The children left for school, and the old lady to call on Mrs.
Harper and vanquish her realism with Tom's marvelous dream. Sid had
better judgment than to utter the thought that was in his mind as he
left the house. It was this: "Pretty thin- as long a dream as that,
without any mistakes in it!"
What a hero Tom was become, now! He did not go skipping and
prancing, but moved with a dignified swagger as became a pirate who
felt that the public eye was on him. And indeed it was; he tried not
to seem to see the looks or hear the remarks as he passed along, but
they were food and drink to him. Smaller boys than himself flocked
at his heels, as proud to be seen with him and tolerated by him, as if
he had been the drummer at the head of a procession or the elephant
leading a menagerie into town. Boys of his own size pretended not to
know he had been away at all; but they were consuming with envy,
nevertheless. They would have given anything to have that swarthy
sun-tanned skin of his, and his glittering notoriety; and Tom would
not have parted with either for a circus.
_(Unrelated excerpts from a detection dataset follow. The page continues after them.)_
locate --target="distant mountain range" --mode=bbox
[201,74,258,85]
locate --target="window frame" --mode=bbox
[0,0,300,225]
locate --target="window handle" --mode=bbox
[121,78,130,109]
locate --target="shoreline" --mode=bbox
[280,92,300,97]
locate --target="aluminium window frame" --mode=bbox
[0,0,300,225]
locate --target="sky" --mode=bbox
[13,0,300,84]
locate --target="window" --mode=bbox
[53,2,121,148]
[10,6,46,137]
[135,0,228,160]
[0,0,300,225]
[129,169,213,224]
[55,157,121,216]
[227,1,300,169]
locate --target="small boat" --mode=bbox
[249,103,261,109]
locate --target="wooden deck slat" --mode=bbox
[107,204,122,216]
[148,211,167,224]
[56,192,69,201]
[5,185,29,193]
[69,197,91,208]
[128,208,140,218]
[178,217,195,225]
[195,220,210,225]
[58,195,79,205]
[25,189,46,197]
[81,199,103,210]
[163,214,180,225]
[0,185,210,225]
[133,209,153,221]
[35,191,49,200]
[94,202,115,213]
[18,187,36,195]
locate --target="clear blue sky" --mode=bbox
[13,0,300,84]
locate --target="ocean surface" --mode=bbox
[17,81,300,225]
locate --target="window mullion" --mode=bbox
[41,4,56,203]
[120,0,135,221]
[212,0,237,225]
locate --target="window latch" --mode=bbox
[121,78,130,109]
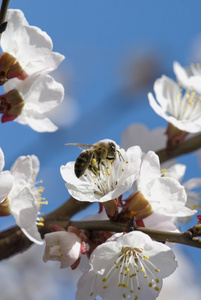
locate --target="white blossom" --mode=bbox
[60,140,141,202]
[173,61,201,94]
[6,73,64,132]
[43,231,81,268]
[76,231,177,300]
[164,164,201,210]
[137,151,196,217]
[0,148,13,203]
[148,75,201,133]
[7,155,47,244]
[1,9,64,89]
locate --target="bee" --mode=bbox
[66,142,122,178]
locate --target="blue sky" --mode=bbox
[0,0,201,298]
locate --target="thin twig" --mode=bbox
[0,0,10,24]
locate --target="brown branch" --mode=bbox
[70,220,201,249]
[0,134,201,260]
[0,198,91,260]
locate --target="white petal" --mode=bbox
[0,148,5,171]
[9,187,38,230]
[11,155,33,187]
[1,10,64,75]
[154,75,180,110]
[76,270,97,300]
[21,224,44,245]
[147,177,196,217]
[15,110,58,132]
[0,171,14,203]
[138,151,161,192]
[165,164,186,182]
[17,73,64,113]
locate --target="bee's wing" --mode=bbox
[65,143,93,148]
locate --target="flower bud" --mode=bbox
[127,191,153,220]
[0,90,24,123]
[165,123,188,150]
[0,197,11,217]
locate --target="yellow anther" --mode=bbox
[38,222,44,226]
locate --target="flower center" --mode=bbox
[29,169,48,226]
[166,86,201,121]
[99,247,160,300]
[84,158,128,197]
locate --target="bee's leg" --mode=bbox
[101,161,106,167]
[88,158,98,175]
[117,150,124,161]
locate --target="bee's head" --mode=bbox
[108,142,116,155]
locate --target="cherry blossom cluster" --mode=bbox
[148,62,201,149]
[0,9,64,132]
[0,148,44,244]
[44,140,197,300]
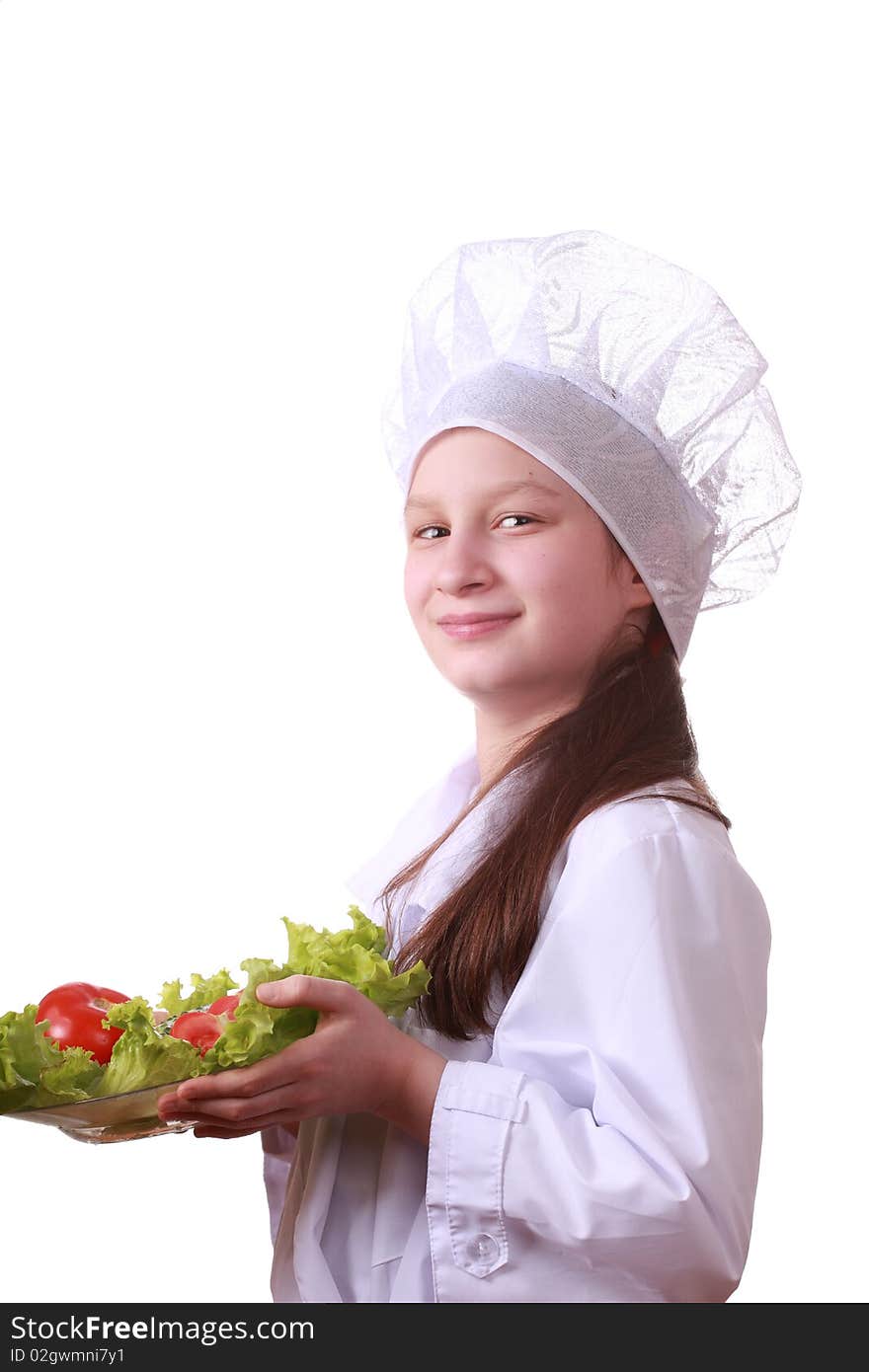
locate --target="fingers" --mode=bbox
[257,973,359,1011]
[161,1035,311,1107]
[158,1087,303,1126]
[194,1125,260,1139]
[194,1111,304,1139]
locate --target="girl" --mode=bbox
[161,232,800,1302]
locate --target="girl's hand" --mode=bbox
[158,975,447,1141]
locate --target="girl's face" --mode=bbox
[405,428,652,718]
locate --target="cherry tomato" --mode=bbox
[208,991,242,1020]
[169,1010,224,1054]
[36,981,130,1063]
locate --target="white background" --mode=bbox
[0,0,868,1302]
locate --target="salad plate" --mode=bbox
[6,1079,195,1143]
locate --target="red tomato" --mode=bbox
[208,991,242,1020]
[36,981,130,1063]
[169,1010,224,1054]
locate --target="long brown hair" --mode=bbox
[380,525,731,1040]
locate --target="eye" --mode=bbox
[413,514,537,543]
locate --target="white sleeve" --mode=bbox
[260,1123,296,1248]
[426,830,770,1302]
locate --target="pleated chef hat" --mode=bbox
[383,229,802,662]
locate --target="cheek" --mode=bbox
[405,562,427,615]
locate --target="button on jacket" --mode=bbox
[261,750,770,1302]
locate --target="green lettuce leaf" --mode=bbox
[95,996,203,1097]
[156,967,239,1016]
[0,905,432,1112]
[0,1006,63,1112]
[203,905,432,1072]
[31,1048,106,1110]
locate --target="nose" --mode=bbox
[435,530,493,595]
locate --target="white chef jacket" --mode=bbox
[261,749,770,1302]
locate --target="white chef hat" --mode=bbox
[383,229,802,662]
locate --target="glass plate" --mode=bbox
[0,1077,195,1143]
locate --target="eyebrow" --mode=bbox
[405,481,562,514]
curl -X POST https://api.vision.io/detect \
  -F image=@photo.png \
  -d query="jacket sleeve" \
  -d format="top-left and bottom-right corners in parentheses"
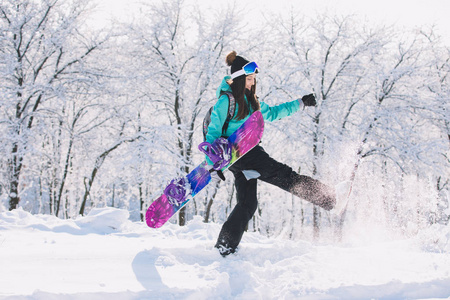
top-left (206, 95), bottom-right (230, 143)
top-left (261, 100), bottom-right (303, 122)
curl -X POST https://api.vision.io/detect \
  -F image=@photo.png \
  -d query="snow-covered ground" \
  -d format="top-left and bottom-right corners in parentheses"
top-left (0, 208), bottom-right (450, 300)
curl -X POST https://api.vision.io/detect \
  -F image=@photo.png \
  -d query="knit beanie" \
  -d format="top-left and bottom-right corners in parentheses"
top-left (226, 51), bottom-right (256, 77)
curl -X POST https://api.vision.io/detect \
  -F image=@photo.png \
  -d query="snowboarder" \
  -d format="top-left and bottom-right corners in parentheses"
top-left (206, 51), bottom-right (336, 257)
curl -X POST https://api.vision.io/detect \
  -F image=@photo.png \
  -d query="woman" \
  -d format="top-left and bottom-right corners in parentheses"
top-left (206, 51), bottom-right (336, 257)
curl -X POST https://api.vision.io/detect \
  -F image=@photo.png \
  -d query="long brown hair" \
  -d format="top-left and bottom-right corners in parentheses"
top-left (231, 76), bottom-right (261, 120)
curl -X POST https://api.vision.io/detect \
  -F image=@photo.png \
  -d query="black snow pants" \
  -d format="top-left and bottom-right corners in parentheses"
top-left (216, 146), bottom-right (336, 252)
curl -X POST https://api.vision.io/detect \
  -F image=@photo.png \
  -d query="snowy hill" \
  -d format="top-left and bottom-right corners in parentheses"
top-left (0, 208), bottom-right (450, 300)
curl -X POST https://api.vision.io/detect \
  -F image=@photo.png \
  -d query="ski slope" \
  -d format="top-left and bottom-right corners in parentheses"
top-left (0, 208), bottom-right (450, 300)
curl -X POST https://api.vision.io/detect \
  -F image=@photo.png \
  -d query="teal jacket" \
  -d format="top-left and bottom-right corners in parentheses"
top-left (206, 76), bottom-right (303, 145)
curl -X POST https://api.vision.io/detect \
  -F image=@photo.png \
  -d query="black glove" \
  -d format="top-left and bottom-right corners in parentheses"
top-left (302, 94), bottom-right (317, 106)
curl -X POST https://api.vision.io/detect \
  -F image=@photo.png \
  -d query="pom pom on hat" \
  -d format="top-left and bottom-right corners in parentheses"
top-left (226, 51), bottom-right (249, 78)
top-left (225, 51), bottom-right (237, 67)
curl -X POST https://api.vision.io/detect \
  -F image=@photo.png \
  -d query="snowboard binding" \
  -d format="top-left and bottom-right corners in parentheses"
top-left (198, 137), bottom-right (232, 181)
top-left (164, 177), bottom-right (190, 206)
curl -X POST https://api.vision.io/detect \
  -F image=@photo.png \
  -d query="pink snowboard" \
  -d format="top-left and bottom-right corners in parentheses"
top-left (145, 111), bottom-right (264, 228)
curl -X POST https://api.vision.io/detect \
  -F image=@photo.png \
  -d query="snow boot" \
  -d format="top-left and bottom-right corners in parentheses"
top-left (331, 181), bottom-right (352, 216)
top-left (214, 239), bottom-right (237, 257)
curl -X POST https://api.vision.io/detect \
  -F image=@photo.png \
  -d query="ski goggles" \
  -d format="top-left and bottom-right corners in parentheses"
top-left (231, 61), bottom-right (258, 79)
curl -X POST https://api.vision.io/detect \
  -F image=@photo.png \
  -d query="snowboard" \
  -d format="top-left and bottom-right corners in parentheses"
top-left (145, 111), bottom-right (264, 228)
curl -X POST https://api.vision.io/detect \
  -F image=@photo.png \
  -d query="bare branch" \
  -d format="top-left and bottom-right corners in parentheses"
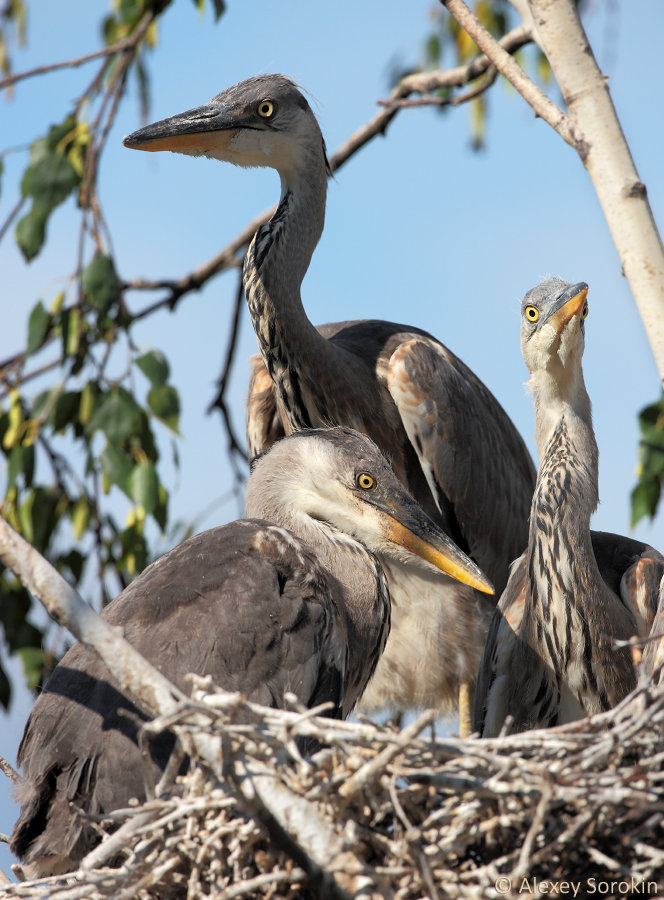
top-left (378, 65), bottom-right (498, 109)
top-left (441, 0), bottom-right (577, 150)
top-left (384, 25), bottom-right (532, 98)
top-left (0, 756), bottom-right (23, 784)
top-left (0, 12), bottom-right (154, 90)
top-left (528, 0), bottom-right (664, 386)
top-left (122, 27), bottom-right (532, 319)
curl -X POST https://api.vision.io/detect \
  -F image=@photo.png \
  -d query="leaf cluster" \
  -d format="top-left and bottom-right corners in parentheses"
top-left (0, 0), bottom-right (224, 707)
top-left (632, 394), bottom-right (664, 526)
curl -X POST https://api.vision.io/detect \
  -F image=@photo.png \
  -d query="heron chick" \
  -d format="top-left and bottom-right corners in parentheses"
top-left (124, 75), bottom-right (535, 728)
top-left (11, 428), bottom-right (492, 876)
top-left (474, 278), bottom-right (664, 737)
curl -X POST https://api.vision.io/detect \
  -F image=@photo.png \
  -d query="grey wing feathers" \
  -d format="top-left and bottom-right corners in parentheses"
top-left (247, 353), bottom-right (285, 460)
top-left (11, 520), bottom-right (346, 862)
top-left (386, 334), bottom-right (536, 592)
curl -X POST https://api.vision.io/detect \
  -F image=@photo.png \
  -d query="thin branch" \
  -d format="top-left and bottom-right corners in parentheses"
top-left (122, 26), bottom-right (532, 320)
top-left (0, 197), bottom-right (28, 241)
top-left (0, 12), bottom-right (154, 90)
top-left (0, 354), bottom-right (62, 399)
top-left (0, 756), bottom-right (23, 784)
top-left (0, 518), bottom-right (187, 714)
top-left (378, 65), bottom-right (498, 109)
top-left (441, 0), bottom-right (578, 150)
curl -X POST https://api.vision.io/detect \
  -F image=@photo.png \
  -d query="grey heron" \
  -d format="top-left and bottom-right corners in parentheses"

At school the children made so much of him and of Joe, and delivered
such eloquent admiration from their eyes, that the two heroes were not
long in becoming insufferably "stuck-up." They began to tell their
adventures to hungry listeners- but they only began; it was not a
thing likely to have an end, with imaginations like theirs to
furnish material. And finally, when they got out their pipes and
went serenely puffing around, the very summit of glory was reached.
Tom decided that he could be independent of Becky Thatcher now.
Glory was sufficient. He would live for glory. Now that he was
distinguished, maybe she would be wanting to "make up." Well, let her-
she should see that he could be as indifferent as some other people.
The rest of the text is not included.